The smear test results are not suggesting you have a cancer of the cervix. However, it is suggesting that there are pre-cancerous changes that could develop into a cervical cancer if left untreated. It is really important that you attend for your appointment. 

We normally write to you with your results and this usually happens 3-4 weeks after your appointment. 

Usually you would need loop biopsy treatment which is caried out in clinic on the same day. This is normally enough to remove the cancerous cells. However, on the rare occasion some people may need more treatment, if this is the case for you we will support you through that. 

Our staff in the department are very supportive. We do have recommendations of forums and chats you can join to talk to people who have been through something similar if you need these. 

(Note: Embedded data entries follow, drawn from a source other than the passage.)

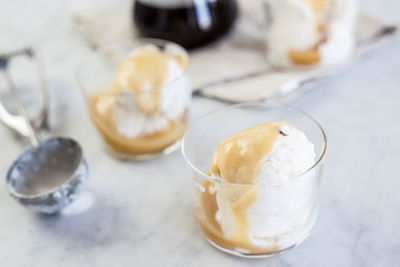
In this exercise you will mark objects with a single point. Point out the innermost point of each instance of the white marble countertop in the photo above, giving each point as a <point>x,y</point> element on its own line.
<point>141,215</point>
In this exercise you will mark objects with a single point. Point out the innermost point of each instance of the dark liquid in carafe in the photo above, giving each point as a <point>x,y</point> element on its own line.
<point>189,25</point>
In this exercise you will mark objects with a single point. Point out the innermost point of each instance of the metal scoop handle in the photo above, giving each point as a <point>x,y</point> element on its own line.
<point>21,123</point>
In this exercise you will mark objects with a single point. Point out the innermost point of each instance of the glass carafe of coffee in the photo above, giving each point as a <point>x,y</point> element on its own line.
<point>189,23</point>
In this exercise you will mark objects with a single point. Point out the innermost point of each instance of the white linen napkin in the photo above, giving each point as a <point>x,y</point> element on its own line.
<point>233,69</point>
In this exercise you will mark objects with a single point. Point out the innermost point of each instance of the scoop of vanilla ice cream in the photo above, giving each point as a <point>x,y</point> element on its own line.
<point>294,26</point>
<point>174,99</point>
<point>284,199</point>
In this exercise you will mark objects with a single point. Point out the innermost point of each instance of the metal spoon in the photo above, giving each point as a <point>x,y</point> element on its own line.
<point>49,175</point>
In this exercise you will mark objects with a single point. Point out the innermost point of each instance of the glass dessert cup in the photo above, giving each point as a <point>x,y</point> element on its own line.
<point>307,35</point>
<point>291,205</point>
<point>136,124</point>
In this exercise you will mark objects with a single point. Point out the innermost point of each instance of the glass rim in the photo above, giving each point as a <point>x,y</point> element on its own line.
<point>137,42</point>
<point>317,162</point>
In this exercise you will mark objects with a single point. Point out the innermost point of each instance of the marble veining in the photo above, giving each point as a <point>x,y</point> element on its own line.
<point>139,214</point>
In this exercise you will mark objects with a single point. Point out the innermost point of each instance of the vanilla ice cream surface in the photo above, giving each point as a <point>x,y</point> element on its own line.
<point>311,32</point>
<point>272,199</point>
<point>151,89</point>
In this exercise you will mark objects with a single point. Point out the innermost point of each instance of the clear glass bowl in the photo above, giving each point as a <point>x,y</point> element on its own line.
<point>135,125</point>
<point>293,44</point>
<point>292,204</point>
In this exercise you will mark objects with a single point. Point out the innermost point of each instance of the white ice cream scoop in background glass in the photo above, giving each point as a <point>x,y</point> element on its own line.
<point>49,175</point>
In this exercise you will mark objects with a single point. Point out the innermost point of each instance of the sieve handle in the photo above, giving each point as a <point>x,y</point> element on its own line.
<point>21,123</point>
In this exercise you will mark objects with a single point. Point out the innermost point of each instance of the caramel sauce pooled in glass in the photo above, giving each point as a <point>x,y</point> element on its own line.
<point>237,160</point>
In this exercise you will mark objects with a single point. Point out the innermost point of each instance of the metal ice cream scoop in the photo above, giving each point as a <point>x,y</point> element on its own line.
<point>49,175</point>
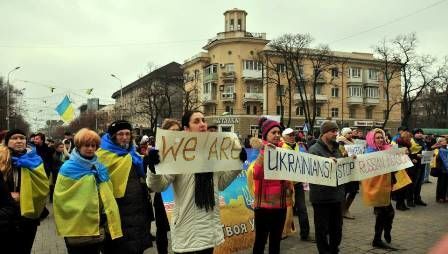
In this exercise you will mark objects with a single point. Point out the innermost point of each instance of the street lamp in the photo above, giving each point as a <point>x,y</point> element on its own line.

If you are pregnant and have recently had an abnormal smear, we recommend you still come for your appointment. The colposcopy examination is safe during pregnancy, we wouldn't do any biopsies but we will check your cervix. 

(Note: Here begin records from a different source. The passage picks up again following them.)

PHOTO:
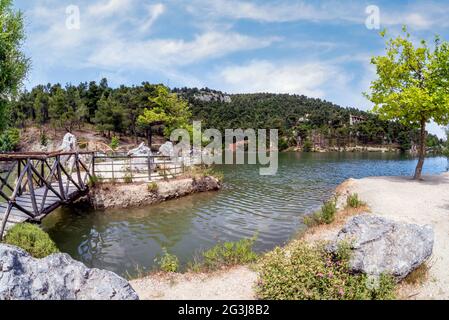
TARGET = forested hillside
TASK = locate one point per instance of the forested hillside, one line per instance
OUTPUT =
(301, 121)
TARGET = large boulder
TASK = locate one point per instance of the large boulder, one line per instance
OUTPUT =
(381, 246)
(167, 149)
(68, 143)
(56, 277)
(139, 164)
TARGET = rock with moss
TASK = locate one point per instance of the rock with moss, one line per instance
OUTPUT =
(56, 277)
(381, 246)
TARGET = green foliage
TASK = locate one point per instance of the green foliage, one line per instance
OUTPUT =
(43, 138)
(308, 272)
(13, 63)
(353, 201)
(226, 254)
(307, 146)
(325, 215)
(128, 178)
(93, 181)
(115, 143)
(9, 140)
(412, 85)
(150, 109)
(152, 187)
(32, 239)
(167, 262)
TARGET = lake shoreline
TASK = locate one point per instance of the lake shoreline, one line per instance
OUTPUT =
(124, 196)
(401, 205)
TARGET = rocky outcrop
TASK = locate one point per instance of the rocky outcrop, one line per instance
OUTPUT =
(107, 196)
(56, 277)
(167, 149)
(382, 246)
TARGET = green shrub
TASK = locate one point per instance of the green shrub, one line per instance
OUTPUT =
(325, 215)
(167, 262)
(128, 178)
(152, 187)
(115, 143)
(226, 254)
(93, 181)
(307, 146)
(9, 140)
(43, 139)
(32, 239)
(308, 272)
(353, 201)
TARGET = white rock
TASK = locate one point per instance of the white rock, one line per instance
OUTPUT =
(56, 277)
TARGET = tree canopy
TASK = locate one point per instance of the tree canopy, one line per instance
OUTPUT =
(412, 85)
(13, 63)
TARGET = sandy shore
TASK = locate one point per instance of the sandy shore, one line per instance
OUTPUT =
(397, 198)
(231, 284)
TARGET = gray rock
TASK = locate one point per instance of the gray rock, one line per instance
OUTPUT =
(68, 143)
(167, 149)
(141, 150)
(56, 277)
(381, 246)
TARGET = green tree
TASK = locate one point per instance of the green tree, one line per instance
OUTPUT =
(13, 63)
(109, 115)
(169, 110)
(151, 118)
(412, 86)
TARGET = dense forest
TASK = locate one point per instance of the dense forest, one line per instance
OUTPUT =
(301, 121)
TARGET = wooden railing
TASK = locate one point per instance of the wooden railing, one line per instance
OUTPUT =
(123, 168)
(34, 184)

We are here to support you and can offer longer appointments if needed. If you have been through something traumatic please do talk to us. You can contact us before your appointment or when you attend. 

There are lots of public transport options. There is also car parking on site. If you are struggling to get to your appointment, please contact us beforehand and we can talk you through some options. 

Please contact the department before your appointment. Our nursing staff are more than happy to talk you through what to expect. 

If you’re a smoker we encourage you to stop. Smoking weakens the immune system and it can take you longer to fight off the virus. If the virus is left untreated it can go on to cause pre-cancerous abnormalities on the cervix.

To find your local stop smoking service please click here

If you have symptoms such as bleeding between periods or bleeding after sex please seek medical advice. 

If you require more resources while you’re waiting for your results, please use the links at the bottom of this webpage.

After a colposcopy examination we wouldn’t expect you to experience bleeding. However if we do a loop biopsy treatment, sometimes you can bleed for up to four weeks afterwards. We do provide sanitary towels in the clinic.

Anyone under the age of 55, we do ask you to do a urine sample when you arrive for your appointment. The reason why we ask for this is because we have to do a routine pregnancy test prior to any colposcopy procedure.

If you have a physical disability, we do have the equipment within the department and the staff here to support you through your appointment. If you have any questions or concerns or just want to talk to someone prior to your appointment, please just give us a call.

We do have a specialised chair in the colposcopy clinic which can recline you to get you into position to make it as comfortable as possible throughout the procedure.